Due to time constraints, we will have one last question.
Just now, Mr. Wu and Mr. Liu mentioned the ILRS project jointly launched by China and Russia. Could you further elaborate on this project? Also, how will the follow-up work be carried out? Thank you.
Thank you. It was reported that in March 2021, the Chinese and Russian governments signed a memorandum of understanding on the cooperation of the ILRS. In April, China and Russia’s aerospace authorities issued a joint statement. In June, the two sides jointly released a roadmap and a guide for the ILRS, inviting all interested countries, international organizations, and partners to cooperate in the project. Just now, Mr. Liu introduced that the ILRS was proposed in 2016, and many countries around the world are also responding to it.

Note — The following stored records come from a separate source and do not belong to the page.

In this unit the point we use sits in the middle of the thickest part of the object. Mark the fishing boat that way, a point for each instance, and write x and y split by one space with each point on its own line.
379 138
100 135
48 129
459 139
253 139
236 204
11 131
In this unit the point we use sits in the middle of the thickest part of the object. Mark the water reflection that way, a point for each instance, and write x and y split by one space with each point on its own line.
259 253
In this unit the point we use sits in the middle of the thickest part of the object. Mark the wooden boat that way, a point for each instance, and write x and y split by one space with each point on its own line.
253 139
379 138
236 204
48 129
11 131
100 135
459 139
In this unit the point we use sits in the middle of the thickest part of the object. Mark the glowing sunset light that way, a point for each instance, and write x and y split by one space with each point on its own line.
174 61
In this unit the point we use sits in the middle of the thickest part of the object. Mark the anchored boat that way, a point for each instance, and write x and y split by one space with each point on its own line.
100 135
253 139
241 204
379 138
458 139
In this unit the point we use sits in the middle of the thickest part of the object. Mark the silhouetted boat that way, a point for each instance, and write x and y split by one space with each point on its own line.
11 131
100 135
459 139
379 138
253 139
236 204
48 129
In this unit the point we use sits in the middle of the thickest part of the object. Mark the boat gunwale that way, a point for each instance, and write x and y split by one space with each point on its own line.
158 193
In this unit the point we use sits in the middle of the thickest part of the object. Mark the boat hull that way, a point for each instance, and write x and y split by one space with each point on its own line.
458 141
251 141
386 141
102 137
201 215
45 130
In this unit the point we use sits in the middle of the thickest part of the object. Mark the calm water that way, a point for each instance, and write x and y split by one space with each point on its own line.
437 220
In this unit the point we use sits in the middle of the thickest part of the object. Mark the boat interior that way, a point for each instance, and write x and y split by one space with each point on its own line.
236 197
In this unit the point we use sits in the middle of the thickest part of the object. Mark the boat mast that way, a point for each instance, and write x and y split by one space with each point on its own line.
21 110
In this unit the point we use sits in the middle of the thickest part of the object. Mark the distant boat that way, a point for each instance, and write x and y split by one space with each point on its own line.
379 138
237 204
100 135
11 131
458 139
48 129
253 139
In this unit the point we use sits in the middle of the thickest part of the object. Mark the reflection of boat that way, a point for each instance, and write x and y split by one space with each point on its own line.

In general, like the Antarctic and Arctic research stations, we tend to build a scientific experiment base at the lunar south pole in the future and build scientific research facilities in lunar orbit and on the lunar surface that can carry out multi-disciplinary and multi-objective scientific research activities.
First, China and Russia launched the ILRS based on their respective lunar exploration plans. The goal of the fourth phase for the Chinese lunar exploration program is to build a basic model of an international lunar scientific research station. We will use the next five years to conduct exploration before setting up a lunar research station, which are the objectives of China’s Chang’e-6 and Chang’e-7 missions. Russia has other relevant arrangements. It will take us another 10 years or so to complete the construction of facilities. Like building a small town, a lunar research station must be equipped with energy, communication, navigation, long-distance transportation, lunar-earth round-trip capabilities, and ground support systems. There must also be a life support system if there are to be people in the station in the future. China and Russia also welcome the participation of international counterparts. I think these systems are future-oriented, which means that our plans for 2035 will focus on these tasks. After 2035, various countries and organizations will conduct scientific expeditions on the moon in stages according to their plans.
Second, China and Russia will sign an intergovernmental agreement. We have been negotiating in full swing and reached a consensus, which is expected to be signed as soon as possible this year. The Chinese and Russian space authorities will officially release the declaration on constructing an international lunar research station and publish the construction principles and purposes to the international community. Generally speaking, at all stages, at all levels of construction, including systems, sub-systems, and facilities, and in terms of sharing research data and space-ground support system, we have set no limits and welcome the world to join in its construction. The missions led by China and Russia are also open to cooperation, providing opportunities for other countries to participate and share scientific research data.
That’s all for my answer to this question. Thank you.
Due to time constraints, today’s press conference is concluded here. Thanks to all speakers and journalists.
Thank you, friends from the media, for your concern, encouragement, and support for China’s aerospace industry, as well as your promotion of aerospace knowledge. Thank you all!